JuliaCI / julia-buildbot

Buildbot configuration for build.julialang.org
MIT License
18 stars 14 forks source link

ARM builders #58

Closed yuyichao closed 5 years ago

yuyichao commented 7 years ago

As @tkelman requested, here's a list of implemented/planned/proposed changes to how arm builders works.

  1. I've finally got one of my AArch64 box to be stable enough for remote access and hosting automated jobs. I've created 2 LXC on the machine with Centos 7 (aarch64) and Debian 7 (armhf). Unless someone else (julia computing) acquires some other AArch64 servers, my plan was to use these as slaves for the buildbot since the server utilization is otherwise pretty low.
  2. The two distros mentioned above are the ones with the oldest glibc I can possibly find. The Centos 7 has glibc 2.17, which I think is the first or the second version that supports aarch64. The Debian 7 has glibc 2.13, which isn't the first one that supports eabi (and possibly not the first one supporting eabihf) but is pretty close and I can't find anything older. (The oldest version of centos, fedora, ubuntu, opensuse that supports armhf all comes with a newer glibc).
  3. The major advantage of the new server is performance.
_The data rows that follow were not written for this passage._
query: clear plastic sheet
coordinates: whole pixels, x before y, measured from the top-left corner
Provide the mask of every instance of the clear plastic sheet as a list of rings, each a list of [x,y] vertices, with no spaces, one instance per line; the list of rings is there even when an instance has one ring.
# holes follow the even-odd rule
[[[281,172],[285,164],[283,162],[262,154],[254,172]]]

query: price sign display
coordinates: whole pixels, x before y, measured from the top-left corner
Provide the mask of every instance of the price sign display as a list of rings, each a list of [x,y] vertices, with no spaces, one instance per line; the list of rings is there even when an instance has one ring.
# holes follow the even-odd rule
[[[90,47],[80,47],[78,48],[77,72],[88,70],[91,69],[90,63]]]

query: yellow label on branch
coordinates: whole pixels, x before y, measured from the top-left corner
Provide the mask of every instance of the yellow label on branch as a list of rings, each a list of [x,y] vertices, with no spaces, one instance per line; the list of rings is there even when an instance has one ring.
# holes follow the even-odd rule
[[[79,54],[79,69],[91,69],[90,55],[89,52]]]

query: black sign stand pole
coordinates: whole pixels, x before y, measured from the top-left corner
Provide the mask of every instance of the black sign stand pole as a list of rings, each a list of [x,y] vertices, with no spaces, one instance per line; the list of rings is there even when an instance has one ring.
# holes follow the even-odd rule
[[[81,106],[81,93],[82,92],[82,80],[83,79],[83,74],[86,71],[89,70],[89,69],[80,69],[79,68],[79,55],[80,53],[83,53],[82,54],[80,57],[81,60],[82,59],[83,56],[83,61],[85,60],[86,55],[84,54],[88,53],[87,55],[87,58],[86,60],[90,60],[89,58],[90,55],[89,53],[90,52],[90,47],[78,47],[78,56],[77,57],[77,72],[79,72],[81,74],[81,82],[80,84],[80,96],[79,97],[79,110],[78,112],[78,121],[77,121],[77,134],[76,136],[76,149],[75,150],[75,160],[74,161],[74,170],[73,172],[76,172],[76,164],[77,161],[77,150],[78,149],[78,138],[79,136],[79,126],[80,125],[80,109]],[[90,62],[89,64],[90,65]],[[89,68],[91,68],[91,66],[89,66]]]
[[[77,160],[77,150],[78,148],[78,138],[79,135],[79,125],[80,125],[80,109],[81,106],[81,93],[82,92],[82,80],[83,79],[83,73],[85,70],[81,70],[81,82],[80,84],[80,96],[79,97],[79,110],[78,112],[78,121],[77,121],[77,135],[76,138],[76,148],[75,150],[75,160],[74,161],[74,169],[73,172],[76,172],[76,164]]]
It should be 5-10x faster than the the old one and with more cores, memory and disk space.
  4. IIUC the original plan was to integrate them in the newer version of buildbot (and I believe this is still the plan for the aarch64 one). However, the old arm buildbot somehow breaks recently and the gcc 6.2 doesn't compile there so the arm builder is already switched to the new server, which is clean and doesn't have the issue.
  5. Before we can have a working nightly out from the new builder using gcc 6.2, the main blocking issue is https://github.com/JuliaLang/julia/pull/18996, which I'll merge soon unless someone has a better solution. (I don't like it myself but can't find a better way...)
  6. Since new builder is much faster and the unwinding issue is fixed, we can start running tests on arm. (We should also run aarch64 tests once the builder is online and all tests should pass on llvm 3.9). The known segfaulting tests there are disabled by https://github.com/JuliaLang/julia/pull/19003 which I'll also merge soon.
  7. The only disadvantage of the new builder that I can think of is that the uname -m is armv8l instead of armv6l or armv7l. This is only an issue when compiling any dependencies (noticeably clang and gcc) that picks up the target arch automatically from uname -m. Both of them should be overwritable. We can possibly figure this out from ARCH but I'm not sure what's the most robust way to do it.... In order to make sure the binary is compiled for the right arch, I think we can keep the old builder and run a few simple tests on it using the binary we compiled to make sure that the binary is good to use. From my brief testing just now it seems that the LLVM was probably not compiled with LTO and it is somehow using neon instructions.
  8. We need to build for armv6 if we want to support rpi0 and rpi1. Do we want to add builder for this? (Also in any case the download link for the current binaries should say armv7 instead).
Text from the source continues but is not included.